1. Field of the Invention
The present invention generally relates to wiring boards, manufacturing methods of the wiring boards, and semiconductor packages. More specifically, the present invention relates to a wiring board including silicon and ceramic, a manufacturing method of the wiring board, and a semiconductor package.
2. Description of the Related Art
Conventionally, a semiconductor package where a semiconductor chip is mounted on a wiring board via a solder bump or the like has been known. In such a semiconductor package, the wiring board works as an interposer configured to connect the semiconductor chip and a mounting board such as a motherboard. An example of a related art semiconductor package having a wiring board as an interposer is discussed with reference to FIG. 1 through FIG. 3.
FIG. 1 is a cross-sectional view of an example of the related art semiconductor package. As shown in FIG. 1, in a semiconductor package 500, a semiconductor chip 200 is mounted on a substantially center part of a wiring board 100 via solder bumps 300 and is sealed by underfill resin 400.
The wiring board 100 has a structure of a first wiring layer 110, a first insulation layer 140, a second wiring layer 120, a second insulation layer 150, a third wiring layer 130 and a solder resist layer 160. The first wiring layer 110 and the second wiring layer 120 are electrically connected to each other via first via holes 140x provided in the first insulation layer 140. The second wiring layer 120 and the third wiring layer 130 are electrically connected to each other via second via holes 150x provided in the second insulation layer 150.
External connecting terminals 170 such as solder balls are formed on the third wiring layer 130 exposed in opening parts 160x of the solder resist layer 160. The first wiring layer 110 works as electrode pads to be connected to electrode pads 220 of the semiconductor chip 200. The external connecting terminal 170 works as a terminal to be connected to the mounting board such as the motherboard. It is general practice that the wiring board 100 has, due to limitations of a wiring width, a diameter of the via hole, and other factors, a multi-layer structure.

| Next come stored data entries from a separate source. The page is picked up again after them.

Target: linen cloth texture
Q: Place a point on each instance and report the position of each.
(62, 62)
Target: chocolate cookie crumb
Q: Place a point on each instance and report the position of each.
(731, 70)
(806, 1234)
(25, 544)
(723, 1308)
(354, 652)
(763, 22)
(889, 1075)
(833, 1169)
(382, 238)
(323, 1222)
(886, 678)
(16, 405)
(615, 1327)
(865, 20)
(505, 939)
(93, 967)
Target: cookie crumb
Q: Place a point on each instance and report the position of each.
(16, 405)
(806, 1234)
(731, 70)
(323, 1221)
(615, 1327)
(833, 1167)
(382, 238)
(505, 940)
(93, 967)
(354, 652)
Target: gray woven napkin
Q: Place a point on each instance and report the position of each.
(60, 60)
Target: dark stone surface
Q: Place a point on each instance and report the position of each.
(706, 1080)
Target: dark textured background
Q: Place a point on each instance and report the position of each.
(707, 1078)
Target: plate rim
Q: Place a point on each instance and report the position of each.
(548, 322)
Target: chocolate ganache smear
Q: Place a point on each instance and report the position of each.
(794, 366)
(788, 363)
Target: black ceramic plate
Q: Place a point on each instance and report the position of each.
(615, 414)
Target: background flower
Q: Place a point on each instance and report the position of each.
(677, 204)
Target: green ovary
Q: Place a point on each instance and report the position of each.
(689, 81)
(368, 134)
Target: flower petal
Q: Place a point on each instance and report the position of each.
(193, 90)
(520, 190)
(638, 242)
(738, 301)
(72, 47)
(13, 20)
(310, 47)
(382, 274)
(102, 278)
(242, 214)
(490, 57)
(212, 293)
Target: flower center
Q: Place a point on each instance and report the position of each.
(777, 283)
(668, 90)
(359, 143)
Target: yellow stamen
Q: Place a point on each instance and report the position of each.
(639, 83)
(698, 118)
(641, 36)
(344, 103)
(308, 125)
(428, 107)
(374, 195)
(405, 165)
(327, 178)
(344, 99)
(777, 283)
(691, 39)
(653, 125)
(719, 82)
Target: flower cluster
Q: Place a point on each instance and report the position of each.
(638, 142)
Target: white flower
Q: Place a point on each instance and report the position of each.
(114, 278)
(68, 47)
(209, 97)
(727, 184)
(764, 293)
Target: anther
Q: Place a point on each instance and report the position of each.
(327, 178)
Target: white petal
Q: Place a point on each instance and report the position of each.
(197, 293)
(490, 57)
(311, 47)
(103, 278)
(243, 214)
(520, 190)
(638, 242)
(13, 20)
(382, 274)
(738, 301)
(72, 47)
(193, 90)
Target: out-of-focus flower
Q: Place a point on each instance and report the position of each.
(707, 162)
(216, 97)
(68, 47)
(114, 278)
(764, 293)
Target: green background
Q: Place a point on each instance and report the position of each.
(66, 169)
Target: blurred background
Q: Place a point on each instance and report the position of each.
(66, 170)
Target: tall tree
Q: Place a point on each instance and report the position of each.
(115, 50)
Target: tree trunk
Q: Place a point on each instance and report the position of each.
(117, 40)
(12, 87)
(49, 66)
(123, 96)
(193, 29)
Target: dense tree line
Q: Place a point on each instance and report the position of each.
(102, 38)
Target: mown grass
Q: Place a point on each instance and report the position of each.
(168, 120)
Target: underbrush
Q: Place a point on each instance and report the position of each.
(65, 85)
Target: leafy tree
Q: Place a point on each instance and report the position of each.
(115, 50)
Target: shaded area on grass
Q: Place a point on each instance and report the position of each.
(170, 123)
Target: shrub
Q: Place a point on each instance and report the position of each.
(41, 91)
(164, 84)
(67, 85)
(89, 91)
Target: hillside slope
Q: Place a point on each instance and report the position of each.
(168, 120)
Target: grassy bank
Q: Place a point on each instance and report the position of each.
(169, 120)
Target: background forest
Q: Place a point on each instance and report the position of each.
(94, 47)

The semiconductor chip 200 includes a semiconductor substrate 210 and the electrode pads 220. The semiconductor substrate 210 has a structure where a semiconductor integrated circuit (not illustrated in FIG. 1) is formed on the substrate 210 made of, for example silicon (Si). The electrode pads 220 are formed on one side of the semiconductor substrate 210 and electrically connected to the semiconductor integrated circuit (not illustrated in FIG. 1).
The first wiring layer 110 of the wiring board 100 and the electrode pads 220 of the semiconductor chip 200 are electrically connected to each other via the solder bumps 300. The underfill resin 400 is supplied between a surface of the semiconductor chip 200 and a surface of the wiring board 100, the surfaces facing each other.
Next, a manufacturing method of the related art semiconductor package is discussed. FIG. 2 and FIG. 3 are views of examples of manufacturing steps of the related art semiconductor package. In FIG. 2 and FIG. 3, parts that are the same as the parts shown in FIG. 1 are given the same reference numerals, and explanation thereof is omitted.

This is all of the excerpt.